The company has managed to weather the storm, with the Nikola Tre BEV now in production at the company’s Coolidge, Arizona, plant. The next step is for Nikola to get its FCEVs to that stage.
During Q3 and Q4 of 2021, Nikola completed seven alpha builds of its Class 8 Tre FCEV. These vehicles have been going through validation testing. Two are with Anheuser-Bush in Southern California as part of a three-month pilot program. This included beer deliveries around Los Angeles during Super Bowl weekend in February.
“The trucks that we are running every day with Anheuser-Busch are on regular public roads, regular workloads,” said Mark Russell, CEO of Nikola, during the company’s Q4 2021 earnings call. “Those made the run from Phoenix to Los Angeles with fuel to spare. That truck is designed to go up to 500 miles … And that’s absolutely critical because range is everything in commercial transportation.”

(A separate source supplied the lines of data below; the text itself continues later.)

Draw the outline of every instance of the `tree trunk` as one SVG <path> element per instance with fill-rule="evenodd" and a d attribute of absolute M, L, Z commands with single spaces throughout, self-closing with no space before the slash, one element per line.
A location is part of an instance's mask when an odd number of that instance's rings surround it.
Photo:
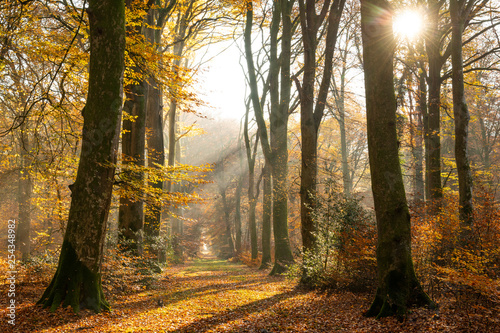
<path fill-rule="evenodd" d="M 273 187 L 274 267 L 271 275 L 281 274 L 293 263 L 288 238 L 288 110 L 290 104 L 290 58 L 292 41 L 291 9 L 293 0 L 275 1 L 271 23 L 271 119 L 270 161 Z M 281 66 L 277 57 L 278 28 L 281 16 Z M 276 24 L 277 23 L 277 24 Z M 276 27 L 276 25 L 278 25 Z M 280 71 L 281 67 L 281 71 Z M 278 80 L 278 74 L 281 74 Z"/>
<path fill-rule="evenodd" d="M 472 173 L 469 162 L 468 136 L 470 114 L 465 101 L 464 62 L 462 56 L 462 33 L 466 19 L 465 0 L 450 0 L 451 16 L 451 65 L 453 89 L 453 115 L 455 118 L 455 160 L 458 174 L 459 217 L 470 235 L 473 223 Z"/>
<path fill-rule="evenodd" d="M 361 29 L 372 191 L 377 218 L 378 288 L 367 316 L 405 316 L 409 305 L 433 305 L 411 257 L 410 214 L 398 154 L 392 12 L 385 0 L 361 1 Z"/>
<path fill-rule="evenodd" d="M 259 136 L 255 136 L 255 144 L 250 145 L 250 136 L 248 135 L 248 121 L 250 114 L 250 106 L 247 105 L 245 113 L 245 123 L 243 126 L 243 138 L 245 140 L 245 151 L 247 154 L 248 163 L 248 228 L 250 231 L 250 249 L 252 260 L 257 259 L 258 245 L 257 245 L 257 223 L 255 217 L 255 209 L 257 206 L 257 196 L 255 195 L 255 157 L 257 155 L 257 147 L 259 144 Z"/>
<path fill-rule="evenodd" d="M 332 5 L 330 7 L 330 2 Z M 316 207 L 318 174 L 318 132 L 326 105 L 333 67 L 333 52 L 342 15 L 344 0 L 326 0 L 320 14 L 316 14 L 316 1 L 299 0 L 302 42 L 304 45 L 304 75 L 300 88 L 300 133 L 302 138 L 300 177 L 300 216 L 302 246 L 312 251 L 316 244 L 316 226 L 312 214 Z M 320 87 L 315 95 L 316 51 L 318 31 L 328 15 L 325 67 Z"/>
<path fill-rule="evenodd" d="M 266 269 L 271 265 L 271 216 L 273 200 L 271 172 L 267 163 L 262 172 L 262 261 L 260 269 Z"/>
<path fill-rule="evenodd" d="M 161 88 L 155 78 L 149 79 L 147 99 L 147 145 L 148 167 L 158 169 L 165 166 L 165 144 L 163 140 L 163 102 Z M 163 182 L 149 179 L 153 188 L 162 192 Z M 144 232 L 148 236 L 159 236 L 161 227 L 162 205 L 153 200 L 146 207 Z"/>
<path fill-rule="evenodd" d="M 424 133 L 425 120 L 427 115 L 427 85 L 425 82 L 424 73 L 420 73 L 418 77 L 418 92 L 417 92 L 417 115 L 416 115 L 416 133 L 415 133 L 415 199 L 423 202 L 425 200 L 425 181 L 424 181 Z M 425 158 L 426 160 L 427 158 Z"/>
<path fill-rule="evenodd" d="M 133 70 L 139 75 L 140 69 Z M 144 149 L 146 146 L 146 96 L 147 82 L 131 84 L 126 89 L 126 101 L 123 110 L 134 120 L 123 120 L 124 133 L 122 134 L 122 164 L 125 168 L 123 179 L 125 181 L 125 194 L 120 197 L 118 212 L 118 230 L 123 245 L 123 250 L 132 250 L 141 254 L 142 239 L 140 232 L 144 224 L 144 201 L 142 198 L 142 185 L 144 174 L 127 170 L 127 166 L 144 167 Z"/>
<path fill-rule="evenodd" d="M 428 160 L 426 160 L 426 169 L 428 173 L 428 199 L 435 201 L 437 207 L 440 206 L 443 197 L 441 185 L 441 68 L 443 67 L 443 57 L 440 54 L 441 34 L 439 32 L 439 10 L 441 3 L 437 0 L 430 2 L 428 34 L 426 36 L 426 50 L 429 61 L 429 105 L 427 115 L 427 140 Z"/>
<path fill-rule="evenodd" d="M 39 304 L 109 309 L 101 262 L 120 134 L 125 50 L 123 0 L 89 0 L 89 90 L 80 163 L 57 271 Z"/>
<path fill-rule="evenodd" d="M 293 1 L 279 0 L 273 5 L 270 28 L 270 63 L 269 91 L 271 95 L 270 140 L 267 135 L 264 113 L 260 105 L 253 54 L 251 48 L 251 28 L 253 19 L 252 1 L 247 1 L 247 16 L 245 25 L 245 56 L 247 59 L 248 77 L 251 89 L 251 99 L 254 107 L 258 131 L 266 159 L 271 169 L 273 191 L 273 224 L 275 240 L 275 265 L 271 274 L 280 274 L 287 270 L 287 265 L 293 262 L 293 254 L 288 238 L 288 109 L 290 104 L 290 57 L 291 57 L 291 7 Z M 278 33 L 283 20 L 281 36 L 281 64 L 278 61 Z M 280 71 L 281 69 L 281 71 Z M 281 80 L 279 78 L 281 72 Z M 281 81 L 281 82 L 280 82 Z M 264 199 L 265 200 L 265 199 Z M 264 242 L 264 240 L 263 240 Z"/>
<path fill-rule="evenodd" d="M 222 189 L 220 195 L 222 197 L 222 207 L 224 210 L 224 224 L 226 226 L 225 237 L 227 241 L 227 252 L 223 253 L 222 255 L 227 259 L 234 257 L 234 242 L 231 232 L 231 219 L 229 218 L 231 215 L 231 208 L 229 207 L 229 204 L 227 202 L 226 189 Z"/>
<path fill-rule="evenodd" d="M 241 191 L 243 189 L 243 173 L 239 175 L 238 185 L 235 193 L 234 205 L 234 232 L 235 232 L 235 254 L 241 254 Z"/>
<path fill-rule="evenodd" d="M 26 123 L 25 123 L 26 124 Z M 25 133 L 25 127 L 21 126 L 20 138 L 20 163 L 18 178 L 18 205 L 19 217 L 17 219 L 16 243 L 18 251 L 21 252 L 21 260 L 26 261 L 30 258 L 31 252 L 31 197 L 33 195 L 33 181 L 30 174 L 30 142 L 28 134 Z"/>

After completing the pilot program with Anheuser-Bush, Nikola will continue pilot testing the Tre FCEV with TTSI in the Port of Long Beach and from there with other customers, Russell stated.
“Validation of the alpha fleet will continue through the rest of the year,” he said. “In Q2, we’ll be building beta versions of the Tre FCEV, which will incorporate ongoing improvements learned from continuing testing with the alpha fleet. Beta vehicles will start their validation in both the U.S. and in Europe in the second half of 2022 and continue in the first half of 2023. And then, Tre FCEV series production is scheduled to start in the second half of 2023.”

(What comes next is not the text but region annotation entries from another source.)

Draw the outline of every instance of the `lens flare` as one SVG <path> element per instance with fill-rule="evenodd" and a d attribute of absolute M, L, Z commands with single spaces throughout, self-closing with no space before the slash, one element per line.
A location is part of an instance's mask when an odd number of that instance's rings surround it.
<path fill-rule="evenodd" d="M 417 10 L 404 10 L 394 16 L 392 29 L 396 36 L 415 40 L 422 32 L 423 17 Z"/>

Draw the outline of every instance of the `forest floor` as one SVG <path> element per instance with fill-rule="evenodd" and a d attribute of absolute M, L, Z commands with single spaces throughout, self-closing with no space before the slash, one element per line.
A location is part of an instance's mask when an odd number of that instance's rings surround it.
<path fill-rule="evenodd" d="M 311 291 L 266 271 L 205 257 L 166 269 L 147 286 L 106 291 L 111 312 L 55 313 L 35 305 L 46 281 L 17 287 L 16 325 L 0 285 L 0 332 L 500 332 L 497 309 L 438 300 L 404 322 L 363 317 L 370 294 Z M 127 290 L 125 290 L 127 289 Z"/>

Nikola has also teamed with TA-Petro to build hydrogen fueling stations and invested $50 million in West Terre Haute, Indiana, to produce clean hydrogen with Wabash Valley Resources.“The Wabash solution can generate electricity as well as hydrogen transportation fuel, which should provide the flexibility to support future truck sales and hydrogen station rollout in the region,” said Pablo Koziner, president of energy and commercial at Nikola.

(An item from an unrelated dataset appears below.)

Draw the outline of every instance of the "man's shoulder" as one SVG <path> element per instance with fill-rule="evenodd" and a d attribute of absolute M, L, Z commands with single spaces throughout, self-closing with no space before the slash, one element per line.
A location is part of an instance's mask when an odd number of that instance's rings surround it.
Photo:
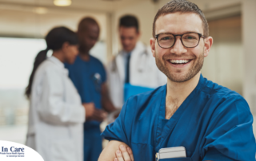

Symbio, a joint venture between Faurecia and Michelin, has also entered the commercial vehicle fuel cell field. Last month, the California Energy Commission (CEC) selected Symbio, along with a few industry partners, to develop and demonstrate a hydrogen-fueled, regional-haul Class 8 truck. The CEC will provide a $2 million grant to vet if an FCEV can match a 15L diesel truck’s performance.
This “Symbio H2 Central Valley Express” project will commence in the latter half of 2023. For one full year, the modified Freightliner Cascadia truck will traverse a 400-mile route between the Inland Empire and Northern San Joaquin Valley. Air Liquide, Shell, and Trillium all have existing hydrogen infrastructure in the region to support fueling.
“Michelin has been in hydrogen for about 20 years,” said Anthony Reyes, VP of hydrogen services, Michelin. “The initiative started with an R&D project in Switzerland. Michelin, for some time now, has been looking to grow with, around, and beyond tires. Since then, we’ve created four different generations of fuel cells up to today. Those fuel cells have been tested in automobiles, in ferries, in buses, in stored systems for Airbus—a number of different scenarios.”
Today, Reyes said, that fourth-generation fuel cell is “really ready for primetime commercial vehicle scenarios.”
Reyes said Symbio is already shipping with partners in Europe, including Stellantis, Peugeot, Citroen, and Opel utility vans.“For fuel cells, in general, people have been using this since the ’60s. This technology is proven, people always believed in it, the time was just not right,” noted Rick Breunesse, Symbio director of business development. “Ten years ago, the market was not ready to go full-scale. Now, we have all these ingredients together with the infrastructure, and there is drive for it. People want to reduce CO2. There is legislation in place. And now you see, the time is ripe, with the right players.”